Patients with CF who receive lung transplants are usually quite ill in the pretransplant period. In some ways, their lives have been a lengthy acceptance of chronic illness and ultimate death. For many such patients, their illness and the debility it brings defines their lives and who they are. A successful lung transplant dramatically changes this status, and some patients make the transition to wellness with enthusiasm and verve. For others, however, relative good health is something to distrust and disbelieve; they may find it difficult if not impossible to relinquish the previous mainstays of their lives, such as oxygen therapy. Transplant teams are often frustrated by such patients, encouraging them to be well only to see them tenaciously cling to their symbols of illness. Even as it tries to wean such patients to a better lifestyle, the transplant team undermines this mission by reminding the patients that their medications must be taken with near military exactness and that regular pulmonary function tests, chest radiographs, and lung biopsies are necessary to assess the status of the graft. The transplant team thus ensures that the patient will have a continuous reminder that his newly achieved well-being could suddenly disappear. In addition, the CF team must still follow the recipient because the CF phenotype is present in the gastrointestinal tract, sinuses, and naive trachea. It is not surprising that there are some transplant patients who are not fully prepared to enter into a life of health. An appreciation for the patient's pretransplant functional ability, perceived limitations, and reliance on therapy will help facilitate improvement posttransplant. In addition, it may be useful to recruit family and friends to help such patients do those activities associated with their new status.

RECOMMENDATIONS

For CF patients and caregivers, the very idea of lung transplantation will challenge basic tenets of care and attitudes toward illness. In addition, it is imperative that CF physicians and transplant teams recognize that the mere suggestion of transplantation as a treatment option is itself often stressful to a patient and family. The CF physician should be familiar with the risks of lung transplantation and with the processes involved in preparing for the procedure.⁵ CF care providers should communicate with physicians at the transplant center before patient evaluation for transplantation.

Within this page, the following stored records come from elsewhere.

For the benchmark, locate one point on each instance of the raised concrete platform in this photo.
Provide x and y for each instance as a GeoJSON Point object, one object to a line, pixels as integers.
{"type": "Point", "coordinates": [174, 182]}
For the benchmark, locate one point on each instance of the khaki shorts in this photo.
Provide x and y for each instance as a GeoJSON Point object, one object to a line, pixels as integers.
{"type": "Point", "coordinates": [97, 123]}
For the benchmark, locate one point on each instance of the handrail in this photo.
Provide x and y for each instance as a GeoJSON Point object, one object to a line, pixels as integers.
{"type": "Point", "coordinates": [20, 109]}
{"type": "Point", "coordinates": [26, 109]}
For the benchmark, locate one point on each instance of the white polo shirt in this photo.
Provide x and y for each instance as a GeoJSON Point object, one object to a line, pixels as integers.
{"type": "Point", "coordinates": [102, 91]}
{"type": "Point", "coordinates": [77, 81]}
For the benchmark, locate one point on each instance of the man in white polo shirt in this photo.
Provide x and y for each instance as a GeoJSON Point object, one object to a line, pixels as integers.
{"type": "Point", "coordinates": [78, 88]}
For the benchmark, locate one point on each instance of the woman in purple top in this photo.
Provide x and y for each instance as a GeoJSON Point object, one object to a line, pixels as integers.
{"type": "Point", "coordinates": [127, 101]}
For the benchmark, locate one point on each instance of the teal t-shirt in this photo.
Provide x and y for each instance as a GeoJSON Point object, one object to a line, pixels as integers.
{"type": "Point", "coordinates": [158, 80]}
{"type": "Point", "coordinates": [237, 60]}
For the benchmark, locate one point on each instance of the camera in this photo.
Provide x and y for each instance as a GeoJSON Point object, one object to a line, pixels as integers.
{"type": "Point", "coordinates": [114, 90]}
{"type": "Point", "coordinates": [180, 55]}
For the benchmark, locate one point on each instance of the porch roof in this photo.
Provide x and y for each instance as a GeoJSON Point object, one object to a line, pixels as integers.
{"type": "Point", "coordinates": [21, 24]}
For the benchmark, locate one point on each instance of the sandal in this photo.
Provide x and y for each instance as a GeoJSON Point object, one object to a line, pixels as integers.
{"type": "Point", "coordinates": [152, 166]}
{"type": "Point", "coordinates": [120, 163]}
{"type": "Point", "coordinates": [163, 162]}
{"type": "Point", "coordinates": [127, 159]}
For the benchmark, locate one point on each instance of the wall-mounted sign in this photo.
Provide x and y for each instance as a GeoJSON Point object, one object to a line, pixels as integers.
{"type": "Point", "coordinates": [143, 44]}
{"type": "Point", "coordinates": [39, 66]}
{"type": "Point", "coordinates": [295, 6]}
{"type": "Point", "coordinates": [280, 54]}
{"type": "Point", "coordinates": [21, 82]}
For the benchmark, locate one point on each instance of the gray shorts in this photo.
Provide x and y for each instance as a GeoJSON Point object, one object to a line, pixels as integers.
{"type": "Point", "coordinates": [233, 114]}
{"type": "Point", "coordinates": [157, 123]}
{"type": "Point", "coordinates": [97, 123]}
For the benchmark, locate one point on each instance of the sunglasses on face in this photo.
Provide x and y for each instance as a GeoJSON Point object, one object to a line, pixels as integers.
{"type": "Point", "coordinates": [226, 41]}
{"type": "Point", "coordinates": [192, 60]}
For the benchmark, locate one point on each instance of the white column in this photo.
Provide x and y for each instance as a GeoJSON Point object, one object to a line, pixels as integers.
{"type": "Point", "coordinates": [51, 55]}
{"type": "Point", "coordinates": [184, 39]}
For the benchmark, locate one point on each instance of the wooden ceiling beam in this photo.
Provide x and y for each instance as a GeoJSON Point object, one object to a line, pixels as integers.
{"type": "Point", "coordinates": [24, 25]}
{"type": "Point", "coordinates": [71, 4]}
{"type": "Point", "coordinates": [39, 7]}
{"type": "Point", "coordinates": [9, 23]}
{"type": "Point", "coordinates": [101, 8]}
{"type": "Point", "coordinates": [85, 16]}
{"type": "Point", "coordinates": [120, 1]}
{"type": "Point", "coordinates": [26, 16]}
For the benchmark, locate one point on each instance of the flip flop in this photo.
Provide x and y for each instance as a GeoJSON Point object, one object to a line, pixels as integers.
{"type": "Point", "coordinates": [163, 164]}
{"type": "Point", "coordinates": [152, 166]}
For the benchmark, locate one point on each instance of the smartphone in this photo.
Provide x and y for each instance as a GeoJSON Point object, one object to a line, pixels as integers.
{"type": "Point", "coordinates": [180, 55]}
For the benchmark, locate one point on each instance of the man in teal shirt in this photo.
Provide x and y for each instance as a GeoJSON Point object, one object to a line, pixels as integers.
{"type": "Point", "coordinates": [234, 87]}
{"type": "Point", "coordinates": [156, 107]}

At that time, a discussion should center on potential contraindications to transplantation (including patient compliance), patient and physician attitudes to transplantation, and reasonable expectations of transplantation.

If it is agreed that a patient is a candidate for additional evaluation, the CF physician should have a discussion with the patient, outlining the reasons for consideration for lung transplantation. It should be stressed that an evaluation by the transplant team is required before a decision concerning transplantation is possible. During the evaluation for transplantation, the transplant team must clearly state their goals and expectations for compliance. The risks of transplantation should also be clarified and discussed with the patient. The transplant team is obligated to state clearly their goals and expectations of patient behavior. In addition, the transplant team must present a realistic picture of the posttransplant course, underscoring the need for close monitoring. At the same time, it is not unreasonable to encourage the patient to look forward to an improved posttransplant quality of life.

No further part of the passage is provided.